When photographs of the body of a Bhutanese woman, an overseas employee who died abroad, started circulating on social media recently, the labour ministry was oblivious of such posts on Facebook.

It later learnt that the body was of an overseas employee who had gone abroad through its programme. That was the only information with the ministry, which at that time was occupied in the terminal meeting that ministries hold before the ministers leave office.

Few comments requesting social media users to refrain from sharing the photographs ​fell on deaf ears. ​Soon it was the photographs and a video clip of the tragic Jumja accident where two young lives were lost that was doing the rounds on these platforms.

Agencies tasked with the mandate to ensure the society’s welfare are not keeping pace with technology and the changes it induces. Inundated and overwhelmed by the information shared on social media, organisations such as Bhutan info-comm and media authority (BICMA), the department of information and media (DoIM) and the police are unable do anything to deter people from sharing graphic posts online.

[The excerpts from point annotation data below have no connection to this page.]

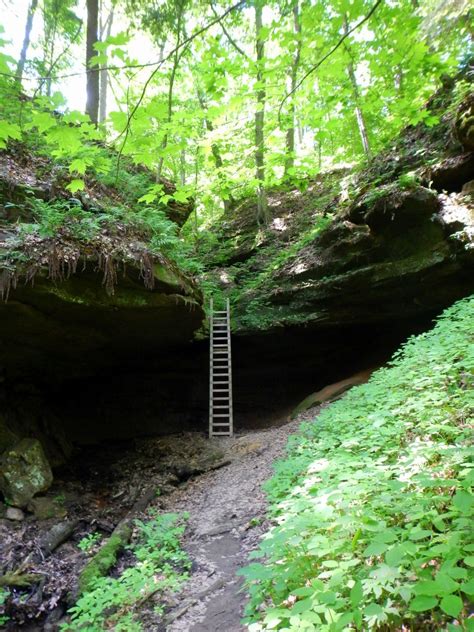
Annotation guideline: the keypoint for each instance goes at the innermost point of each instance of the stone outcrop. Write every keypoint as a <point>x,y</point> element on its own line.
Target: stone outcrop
<point>394,254</point>
<point>24,472</point>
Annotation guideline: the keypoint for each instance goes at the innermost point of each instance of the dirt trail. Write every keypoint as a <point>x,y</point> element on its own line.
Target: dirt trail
<point>217,482</point>
<point>227,509</point>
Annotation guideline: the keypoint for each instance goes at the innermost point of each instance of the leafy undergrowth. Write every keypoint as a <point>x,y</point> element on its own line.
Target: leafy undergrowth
<point>62,232</point>
<point>160,568</point>
<point>373,507</point>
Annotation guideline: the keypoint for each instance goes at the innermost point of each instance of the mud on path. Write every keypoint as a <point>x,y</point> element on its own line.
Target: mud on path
<point>227,519</point>
<point>218,483</point>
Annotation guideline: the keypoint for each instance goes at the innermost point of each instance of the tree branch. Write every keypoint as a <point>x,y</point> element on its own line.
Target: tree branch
<point>333,49</point>
<point>140,66</point>
<point>228,35</point>
<point>188,40</point>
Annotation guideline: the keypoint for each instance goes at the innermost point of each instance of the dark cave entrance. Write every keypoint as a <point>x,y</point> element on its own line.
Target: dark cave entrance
<point>167,393</point>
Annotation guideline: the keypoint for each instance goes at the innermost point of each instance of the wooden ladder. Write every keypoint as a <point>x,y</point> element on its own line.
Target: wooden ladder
<point>221,421</point>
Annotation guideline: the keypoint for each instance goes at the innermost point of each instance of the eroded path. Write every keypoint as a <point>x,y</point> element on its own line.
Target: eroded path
<point>227,509</point>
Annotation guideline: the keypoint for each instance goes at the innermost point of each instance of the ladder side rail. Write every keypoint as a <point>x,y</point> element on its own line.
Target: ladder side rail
<point>211,351</point>
<point>229,357</point>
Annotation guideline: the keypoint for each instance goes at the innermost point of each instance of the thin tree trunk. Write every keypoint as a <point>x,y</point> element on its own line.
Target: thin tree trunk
<point>228,201</point>
<point>356,95</point>
<point>176,59</point>
<point>105,31</point>
<point>92,103</point>
<point>262,202</point>
<point>182,167</point>
<point>26,41</point>
<point>290,132</point>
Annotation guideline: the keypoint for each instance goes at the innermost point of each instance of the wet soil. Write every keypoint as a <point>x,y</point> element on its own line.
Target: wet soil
<point>218,482</point>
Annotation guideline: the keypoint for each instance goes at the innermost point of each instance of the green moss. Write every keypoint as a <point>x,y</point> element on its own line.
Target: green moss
<point>104,559</point>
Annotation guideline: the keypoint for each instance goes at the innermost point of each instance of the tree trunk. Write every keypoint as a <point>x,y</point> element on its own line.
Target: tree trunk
<point>227,201</point>
<point>290,132</point>
<point>262,202</point>
<point>176,59</point>
<point>92,103</point>
<point>26,41</point>
<point>105,31</point>
<point>356,96</point>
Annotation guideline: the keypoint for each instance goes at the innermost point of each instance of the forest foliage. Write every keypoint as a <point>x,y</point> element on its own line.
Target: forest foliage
<point>373,506</point>
<point>237,98</point>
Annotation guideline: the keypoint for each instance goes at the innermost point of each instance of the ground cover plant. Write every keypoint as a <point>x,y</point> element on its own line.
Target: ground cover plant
<point>373,506</point>
<point>160,567</point>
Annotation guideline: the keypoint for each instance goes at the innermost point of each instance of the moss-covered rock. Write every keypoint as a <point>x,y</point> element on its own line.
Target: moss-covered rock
<point>464,124</point>
<point>24,472</point>
<point>7,437</point>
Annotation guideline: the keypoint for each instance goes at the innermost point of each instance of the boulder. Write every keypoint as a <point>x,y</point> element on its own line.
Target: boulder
<point>24,472</point>
<point>394,254</point>
<point>464,123</point>
<point>45,508</point>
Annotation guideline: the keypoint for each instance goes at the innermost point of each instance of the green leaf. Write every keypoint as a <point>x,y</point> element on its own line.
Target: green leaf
<point>9,130</point>
<point>441,585</point>
<point>423,603</point>
<point>468,587</point>
<point>464,501</point>
<point>78,165</point>
<point>302,606</point>
<point>373,610</point>
<point>395,555</point>
<point>375,548</point>
<point>357,594</point>
<point>76,185</point>
<point>452,605</point>
<point>419,534</point>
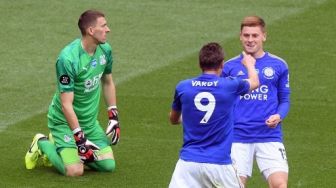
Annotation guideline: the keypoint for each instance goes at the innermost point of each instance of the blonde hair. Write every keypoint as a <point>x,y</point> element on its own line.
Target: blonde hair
<point>253,21</point>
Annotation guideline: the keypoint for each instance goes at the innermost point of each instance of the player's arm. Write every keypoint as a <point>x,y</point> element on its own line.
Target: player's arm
<point>175,117</point>
<point>284,102</point>
<point>67,108</point>
<point>249,62</point>
<point>113,128</point>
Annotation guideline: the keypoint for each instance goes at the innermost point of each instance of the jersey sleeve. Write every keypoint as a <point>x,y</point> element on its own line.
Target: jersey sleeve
<point>177,106</point>
<point>65,75</point>
<point>225,71</point>
<point>283,94</point>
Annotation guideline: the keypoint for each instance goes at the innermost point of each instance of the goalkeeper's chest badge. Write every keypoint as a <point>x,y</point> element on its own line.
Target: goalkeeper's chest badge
<point>67,138</point>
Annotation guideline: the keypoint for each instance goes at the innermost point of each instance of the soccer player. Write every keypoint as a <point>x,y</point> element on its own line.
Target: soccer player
<point>83,69</point>
<point>258,115</point>
<point>206,103</point>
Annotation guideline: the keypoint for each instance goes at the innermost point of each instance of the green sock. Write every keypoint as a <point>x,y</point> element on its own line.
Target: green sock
<point>107,165</point>
<point>50,150</point>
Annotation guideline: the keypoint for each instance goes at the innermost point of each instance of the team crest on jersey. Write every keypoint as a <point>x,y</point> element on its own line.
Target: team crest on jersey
<point>102,60</point>
<point>240,73</point>
<point>94,63</point>
<point>64,79</point>
<point>268,72</point>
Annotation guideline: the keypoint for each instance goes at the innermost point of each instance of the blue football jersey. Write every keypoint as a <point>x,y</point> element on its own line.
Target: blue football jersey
<point>206,104</point>
<point>254,108</point>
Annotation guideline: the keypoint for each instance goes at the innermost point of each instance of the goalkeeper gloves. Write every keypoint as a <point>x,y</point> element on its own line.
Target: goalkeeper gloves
<point>85,147</point>
<point>113,129</point>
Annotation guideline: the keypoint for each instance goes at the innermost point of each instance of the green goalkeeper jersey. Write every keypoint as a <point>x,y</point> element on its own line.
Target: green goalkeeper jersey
<point>80,73</point>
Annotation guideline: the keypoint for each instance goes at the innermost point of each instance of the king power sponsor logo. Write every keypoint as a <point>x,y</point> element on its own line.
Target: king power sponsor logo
<point>259,94</point>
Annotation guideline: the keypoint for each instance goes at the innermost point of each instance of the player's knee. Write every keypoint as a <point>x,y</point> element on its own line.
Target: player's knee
<point>75,170</point>
<point>109,165</point>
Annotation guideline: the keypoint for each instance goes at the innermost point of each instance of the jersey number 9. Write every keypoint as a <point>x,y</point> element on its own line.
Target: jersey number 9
<point>208,108</point>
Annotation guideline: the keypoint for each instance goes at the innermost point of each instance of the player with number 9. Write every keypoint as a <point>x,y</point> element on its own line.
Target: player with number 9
<point>206,104</point>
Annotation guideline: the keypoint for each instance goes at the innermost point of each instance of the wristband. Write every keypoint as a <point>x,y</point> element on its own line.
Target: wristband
<point>112,107</point>
<point>76,130</point>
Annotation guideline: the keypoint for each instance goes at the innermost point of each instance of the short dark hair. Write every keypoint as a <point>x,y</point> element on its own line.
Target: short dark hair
<point>211,56</point>
<point>88,19</point>
<point>252,21</point>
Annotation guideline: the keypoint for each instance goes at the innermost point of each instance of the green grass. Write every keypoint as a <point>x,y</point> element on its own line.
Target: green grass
<point>155,45</point>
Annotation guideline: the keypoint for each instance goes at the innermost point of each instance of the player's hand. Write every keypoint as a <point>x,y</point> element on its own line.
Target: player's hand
<point>113,128</point>
<point>85,147</point>
<point>273,121</point>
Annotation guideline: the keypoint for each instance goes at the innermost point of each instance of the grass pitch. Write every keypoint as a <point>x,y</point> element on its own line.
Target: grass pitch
<point>155,45</point>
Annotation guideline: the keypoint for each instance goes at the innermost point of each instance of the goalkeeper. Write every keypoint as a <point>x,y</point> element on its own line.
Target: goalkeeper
<point>83,70</point>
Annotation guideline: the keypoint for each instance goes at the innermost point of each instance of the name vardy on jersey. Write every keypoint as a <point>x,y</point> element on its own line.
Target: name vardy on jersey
<point>203,83</point>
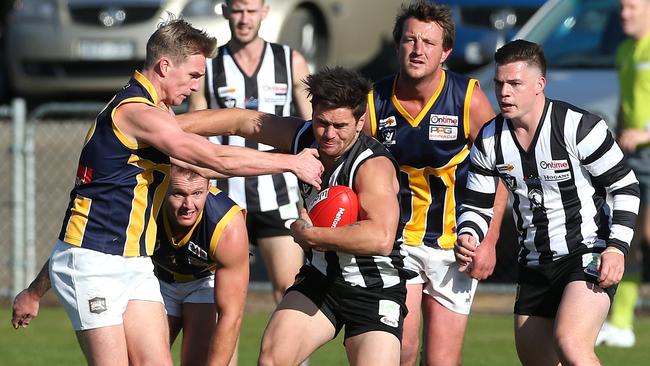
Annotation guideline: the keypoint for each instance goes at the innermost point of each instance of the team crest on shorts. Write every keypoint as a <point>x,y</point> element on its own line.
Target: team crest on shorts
<point>97,305</point>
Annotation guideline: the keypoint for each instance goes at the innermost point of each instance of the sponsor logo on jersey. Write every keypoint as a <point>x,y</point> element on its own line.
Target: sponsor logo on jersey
<point>279,88</point>
<point>554,165</point>
<point>228,102</point>
<point>389,312</point>
<point>442,133</point>
<point>443,120</point>
<point>84,175</point>
<point>97,305</point>
<point>389,121</point>
<point>505,168</point>
<point>225,91</point>
<point>251,103</point>
<point>510,182</point>
<point>197,250</point>
<point>536,199</point>
<point>557,177</point>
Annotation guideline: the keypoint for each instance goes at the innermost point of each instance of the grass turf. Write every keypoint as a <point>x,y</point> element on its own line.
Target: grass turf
<point>489,341</point>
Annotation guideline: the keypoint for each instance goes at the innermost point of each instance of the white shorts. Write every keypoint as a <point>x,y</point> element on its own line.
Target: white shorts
<point>95,287</point>
<point>176,294</point>
<point>438,271</point>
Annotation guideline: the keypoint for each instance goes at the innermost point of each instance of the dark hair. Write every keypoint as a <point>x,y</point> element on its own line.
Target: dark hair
<point>177,39</point>
<point>426,11</point>
<point>337,87</point>
<point>521,50</point>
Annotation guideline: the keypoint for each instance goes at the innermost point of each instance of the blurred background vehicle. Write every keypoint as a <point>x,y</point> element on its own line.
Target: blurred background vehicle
<point>61,47</point>
<point>482,26</point>
<point>580,38</point>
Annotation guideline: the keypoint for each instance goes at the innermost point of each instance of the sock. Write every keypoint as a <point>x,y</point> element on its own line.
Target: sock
<point>622,314</point>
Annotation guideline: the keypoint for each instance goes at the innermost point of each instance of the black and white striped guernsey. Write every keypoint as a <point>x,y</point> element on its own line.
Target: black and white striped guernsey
<point>364,271</point>
<point>268,90</point>
<point>571,189</point>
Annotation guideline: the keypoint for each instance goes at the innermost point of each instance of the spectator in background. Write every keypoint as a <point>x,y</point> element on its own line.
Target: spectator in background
<point>560,164</point>
<point>250,73</point>
<point>633,65</point>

Some started raising concerns ​about such posts after the mother of the boys shared that she was as disturbed by strangers sharing photographs of her sons’ bodies as she was by their death. She was as helpless as the agencies that the society looks up to stop this practice.

BICMA says it regulates the content of only those establishments it has licenced. Not social media. DoIM says its responsibility is limited to educating citizens on responsible use of social media. For agencies that have rarely lived up to the expectations of the people, expecting them to intervene in such matters only exposes their weaknesses. With the enactment of the ICM Act, it is said that this responsibility to regulate content falls on the media council, which is however, yet to be established. After almost five months, the ministry of information and communications is still awaiting a response from the civil service commission to establish the media council secretariat.

The police indicated that it looks into such posts and cited the example of the recent case of bullying, which it took up without anyone lodging a complaint. But at other times, it says it can take action only if a complaint is filed. Given the way it names and shames detainees selectively, expecting the police to police social media content may be a big task. But as the first to respond and reach accident and crime scenes, there is a growing conviction among people that police and health officials could have leaked the photographs online.

Bhutan has ​been ​grappl​ing with social media for sometime now. We have seen its good and the bad. It is time we become responsible users of social media. In this digital age, we are what we post.